Vor dem Hangar verläuft die Startrampe für den kleinen Doppeldecker in Richtung auf den Bug. Im hinteren Bereich sieht sie schon etwas zerfleddert aus, nach vorne hin bessert sich ihr Zustand. Wäre der Bewuchs und der Rost nicht, könnte man glauben, an einem einsatzbereiten Unterseeboot zu tauchen. Wir kehren um, da uns die Gegend um den Turm herum wesentlich mehr interessiert. Auf der Backbordseite ist der Turm herrlich mit weißen Schwämmen bewachsen. Neben dem Turm klafft ein Loch in dem röhrenförmigen Rumpf. Paul leuchtet hinein, wer weiß, vielleicht hat einer der riesigen Conger dieser Gegend hier ein Zuhause gefunden. Leider Fehlanzeige. Die künstliche Höhle ist unbewohnt. Hinter dem Turm befinden sich einige schwer zu identifizierende Schiffseinrichtungen auf der Oberseite des Wracks. Das Deck ist hier in einem etwas besseren Zustand als vor dem Hangar, im Bereich der Startrampe. Ein Schwarm Bibs (Franzosendorsche) glotzt uns mit gleichgültigen Augen an, als wollte man uns auf unsere Rolle als kurzzeitige Gäste erinnern. Ich würde mir gerne noch das Heck des U-Bootes ansehen, aber die Zeit wird knapp. In ein paar Minuten wird der Gezeitenstrom sein ewiges hin und her wieder aufnehmen, außerdem sind wir, gesättigt von etlichen Tauchgängen in den Tagen davor, schon bedenklich nahe am Ende unserer Nullzeit angelangt. Wir finden unsere Bojenleine auf Anhieb wieder, kein Problem bei diesem sehr gut erhaltenen Wrack.

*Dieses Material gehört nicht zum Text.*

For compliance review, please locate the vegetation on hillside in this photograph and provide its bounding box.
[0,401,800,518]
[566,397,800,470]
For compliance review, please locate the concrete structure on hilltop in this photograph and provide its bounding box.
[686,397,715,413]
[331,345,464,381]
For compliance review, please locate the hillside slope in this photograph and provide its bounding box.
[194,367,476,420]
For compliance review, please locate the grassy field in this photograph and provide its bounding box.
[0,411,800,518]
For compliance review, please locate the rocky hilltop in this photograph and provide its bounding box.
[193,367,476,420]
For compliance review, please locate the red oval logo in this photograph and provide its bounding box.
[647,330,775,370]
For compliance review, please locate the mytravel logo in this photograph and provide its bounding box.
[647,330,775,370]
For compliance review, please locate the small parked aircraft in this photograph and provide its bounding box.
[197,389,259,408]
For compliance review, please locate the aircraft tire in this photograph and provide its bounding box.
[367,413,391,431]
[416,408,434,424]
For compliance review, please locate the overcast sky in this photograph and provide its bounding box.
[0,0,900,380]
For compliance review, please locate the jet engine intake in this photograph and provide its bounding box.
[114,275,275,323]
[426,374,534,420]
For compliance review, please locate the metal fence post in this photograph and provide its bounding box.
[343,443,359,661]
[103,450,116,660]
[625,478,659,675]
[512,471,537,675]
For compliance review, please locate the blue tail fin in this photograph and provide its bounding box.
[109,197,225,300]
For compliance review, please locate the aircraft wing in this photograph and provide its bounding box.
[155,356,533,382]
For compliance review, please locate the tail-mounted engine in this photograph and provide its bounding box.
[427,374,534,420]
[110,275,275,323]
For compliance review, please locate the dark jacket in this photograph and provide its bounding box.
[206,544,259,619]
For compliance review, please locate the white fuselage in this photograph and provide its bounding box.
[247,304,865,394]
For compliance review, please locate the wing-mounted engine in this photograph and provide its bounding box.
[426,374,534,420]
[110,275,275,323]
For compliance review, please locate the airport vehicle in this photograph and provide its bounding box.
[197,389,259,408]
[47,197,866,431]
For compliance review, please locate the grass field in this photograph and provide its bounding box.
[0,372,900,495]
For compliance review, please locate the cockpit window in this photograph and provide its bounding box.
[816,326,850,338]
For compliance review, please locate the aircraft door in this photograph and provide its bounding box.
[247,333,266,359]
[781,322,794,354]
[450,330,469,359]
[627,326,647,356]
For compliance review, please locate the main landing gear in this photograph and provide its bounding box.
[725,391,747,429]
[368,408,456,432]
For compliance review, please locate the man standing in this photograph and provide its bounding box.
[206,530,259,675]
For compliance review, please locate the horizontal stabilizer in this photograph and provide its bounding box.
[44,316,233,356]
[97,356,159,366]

Wir kommen gerade noch an einer Dekopflicht vorbei, machen aber zur Sicherheit noch einen längeren Stop in drei Metern. Mit einer allmählich einsetzenden Strömung tauchen wir auf, um uns von Len mit seiner Autum Dream einsammeln zu lassen.
Tauchtechnik
Der beschriebene Tauchgang an der M2 wurde mit Sporttauchtechnik durchgeführt. Alternative Gase zur Dekompression wurden nicht mitgeführt. Die maximale Tauchzeit zwischen den Gezeiten beläuft sich auf eine Stunde. Durchschnittlich 33 Meter müssen zur Tauchgangplanung als Tiefe angesetzt werden.
Es empfiehlt sich als Hauptgas ein 32er Nitrox. Angesichts der im Gezeitenstrom starken Strömung sollte auf Tauchgänge mit längerer Dekompressionspflicht verzichtet werden.